Así lo reveló Gabriel Patarroyo, director de Calidad Educativa, durante un debate de control político, donde lamentó la muerte del vigilante José Luis, y aseguró que tuvieron que poner en cintura a la Institución Educativa.
Durante el debate de control político a la Secretaría de Educación se reveló que hubo negligencia, tanto por la institución educativa San José ubicada en el sector de los Arrayanes, como por el rector, en cuanto a las adecuaciones de seguridad de la misma, las que llevaron al homicidio del querido vigilante, José Luis Ríos Torres, quien murió intentando contener un hurto.
Así lo dio a conocer el director de Calidad Educativa de Ibagué, Gabriel Patarroyo, quien confirmó que el ‘accidente’, como así lo llamó él, ocurrido en una institución educativa oficial, evidenció fallas atribuibles a la administración del plantel. El funcionario lamentó este caso que llevó a la pérdida del vigilante que era tan querido.
“Una vez se presenta esta situación, lo primero que se hace es iniciar el proceso de investigación del accidente y se acordaron las causas que han permitido primero poner en cintura la institución educativa”, dijo el Director de Calidad Educativa.
De acuerdo con Patarroyo, la investigación iniciada tras el hecho permitió establecer que la institución contaba con recursos para implementar medidas de seguridad, como la instalación de cámaras y la adecuación del cerramiento perimetral con concertina. Estas acciones estaban estipuladas en los contratos suscritos, pero no se habían ejecutado. Según la Secretaría, dicha omisión corresponde a la administración de la institución y, en particular, al rector.
“La institución educativa cuenta con unos recursos que permite que ellos puedan hacer las adecuaciones correspondientes a seguridad, el tema de la concertina, el tema del monitoreo por cámaras que está viabilizado dentro de ese contrato, pero que por negligencia de la institución educativa y de su rector no se habían hecho las acciones correspondientes”, aseguró Patarroyo.
Enfatizó el funcionario: “Es decir, que se hicieron la instalación con fecha del 30 de julio de las cámaras que se inicia el proceso de cerramiento que se le ha dicho y se le ha repetido a los a nuestros vigilantes, a nuestros celadores, a esos auxiliares que su labor no es la contención ni es la intervención, si no es activar la ruta de inmediato comunicarse con Policía Nacional o con la dirección administrativa y financiera”.

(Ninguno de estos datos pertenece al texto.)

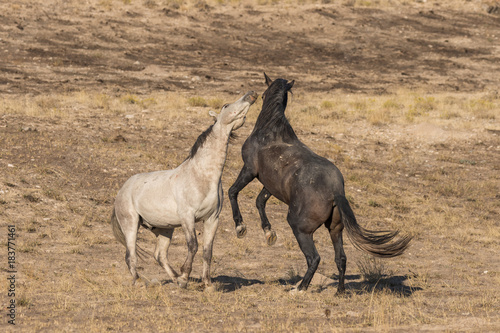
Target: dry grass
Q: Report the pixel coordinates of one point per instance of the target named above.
(72, 270)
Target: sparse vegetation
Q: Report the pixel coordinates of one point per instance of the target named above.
(95, 91)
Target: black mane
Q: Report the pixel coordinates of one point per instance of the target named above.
(272, 117)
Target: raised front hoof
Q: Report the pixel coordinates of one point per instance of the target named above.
(210, 289)
(340, 292)
(297, 291)
(271, 237)
(182, 283)
(241, 231)
(137, 282)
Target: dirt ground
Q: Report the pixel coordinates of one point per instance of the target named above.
(64, 160)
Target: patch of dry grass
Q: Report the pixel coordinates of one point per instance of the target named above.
(60, 189)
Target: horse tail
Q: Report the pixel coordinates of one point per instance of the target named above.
(120, 237)
(377, 243)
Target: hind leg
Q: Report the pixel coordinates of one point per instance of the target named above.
(129, 222)
(164, 236)
(335, 228)
(303, 231)
(192, 244)
(261, 201)
(209, 230)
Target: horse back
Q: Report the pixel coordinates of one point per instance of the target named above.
(288, 170)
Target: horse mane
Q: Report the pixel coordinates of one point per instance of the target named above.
(200, 141)
(272, 117)
(202, 138)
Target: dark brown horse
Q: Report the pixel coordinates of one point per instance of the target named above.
(311, 186)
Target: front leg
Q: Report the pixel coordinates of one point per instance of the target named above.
(245, 177)
(261, 201)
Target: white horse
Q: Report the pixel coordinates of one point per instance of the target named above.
(164, 200)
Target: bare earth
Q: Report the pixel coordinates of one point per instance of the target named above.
(89, 77)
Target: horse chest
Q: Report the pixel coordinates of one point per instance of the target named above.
(210, 204)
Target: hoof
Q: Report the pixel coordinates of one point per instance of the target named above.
(241, 230)
(210, 289)
(271, 237)
(182, 283)
(296, 291)
(340, 292)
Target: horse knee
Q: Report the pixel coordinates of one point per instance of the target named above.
(232, 193)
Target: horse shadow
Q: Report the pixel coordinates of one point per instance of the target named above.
(224, 283)
(394, 284)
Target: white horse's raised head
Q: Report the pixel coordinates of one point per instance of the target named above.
(233, 115)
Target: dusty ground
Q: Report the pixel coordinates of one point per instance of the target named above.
(84, 86)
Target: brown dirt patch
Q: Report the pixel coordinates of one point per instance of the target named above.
(89, 82)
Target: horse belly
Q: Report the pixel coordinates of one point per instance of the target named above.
(208, 207)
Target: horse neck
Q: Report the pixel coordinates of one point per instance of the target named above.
(273, 123)
(211, 156)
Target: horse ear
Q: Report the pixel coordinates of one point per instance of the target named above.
(213, 114)
(268, 80)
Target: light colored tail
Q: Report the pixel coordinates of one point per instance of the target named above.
(377, 243)
(118, 232)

Recordó, en cuanto a la ruta, que el teléfono o línea autorizada está a disposición 24 horas para que se pueda hacer el acompañamiento y reaccionar ante esas situaciones. Además, de parte de la Secretaría de Gobierno han tenido acompañamiento también en lo que es la implementación de estas rutas.
Por último, recordó que la Administradora de Riesgos Laborales ha acompañado el proceso, incluyendo la atención psicosocial para los trabajadores de la institución.

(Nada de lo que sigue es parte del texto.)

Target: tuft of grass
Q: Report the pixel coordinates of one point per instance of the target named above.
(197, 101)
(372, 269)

“Y en ese proceso que se señala inducción y reinducción, pues, tenemos la enorme ventaja de tener una ARL que ha acompañado a nuestros grados unos grados les ha dicho ha hecho la protección y la contención emocional de lo que significa para los vigilantes o para nuestros delegados, perdón, y nuestros compañeros administrativos de esa institución y compañeros docentes la pérdida de un compañero”, finalizó Patarroyo.
Recordar sobre el homicidio del vigilante, ocurrió la medianoche del miércoles 28 de mayo a la institución educativa Técnica San José, ubicada en Los Arrayanes, el venezolano José Leonardo Blanco Montero, presuntamente, ingresó a cometer un hurto, cuando el vigilante José Luis Ríos Torres, quien estaba haciendo la ronda en las instalaciones.
Ríos Tores sorprendió al venezolano dentro del colegio, quien lo agredió en repetidas ocasiones. El vigilante intentó defenderse, recibió tres heridas con arma blanca, una en la garganta y dos en el pecho para que su vida se apagara. Ríos Torres falleció a las afueras del colegio.